Operon Structure

One significant difference in prokaryotic and eukaryotic gene control lies in the organization of functionally related genes. Many bacterial genes that have related functions are clustered and are under the control of a single promoter. These genes are often transcribed together into a single mRNA. Eukaryotic genes, in contrast, are dispersed, and typically, each is transcribed into a separate mRNA. A group of bacterial structural genes that are transcribed together (along with their promoter and additional sequences that control transcription) is called an operon.

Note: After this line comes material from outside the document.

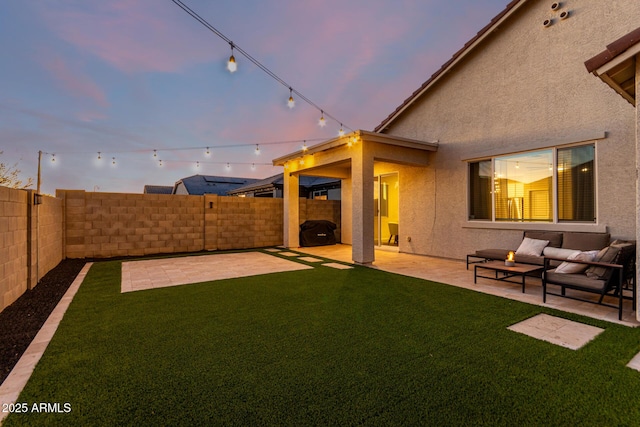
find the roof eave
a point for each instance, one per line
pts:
(457, 57)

The organization of a typical operon is illustrated in 4 Figure 16.3. At one end of the operon is a set of structural genes, shown in Figure 16.3 as gene a, gene b, and gene c. These structural genes are transcribed into a single mRNA, which is translated to produce enzymes A, B, and C. These enzymes carry out a series of biochemical reactions that convert precursor molecule X into product Y. The transcription of structural genes a, b, and c is under the control of a promoter, which lies upstream of the first structural gene. RNA polymerase binds to the promoter and then moves downstream, transcribing the structural genes.

A regulator gene helps to regulate the transcription of the structural genes of the operon. The regulator gene is not considered part of the operon, although it affects operon function. The regulator gene has its own promoter and is transcribed into a relatively short mRNA, which is translated into a small protein. This regulator protein may bind to a region of DNA called the operator and affect whether transcription can take place. The operator usually overlaps the 3' end of the promoter and sometimes the 5' end of the first structural gene (see Figure 16.3).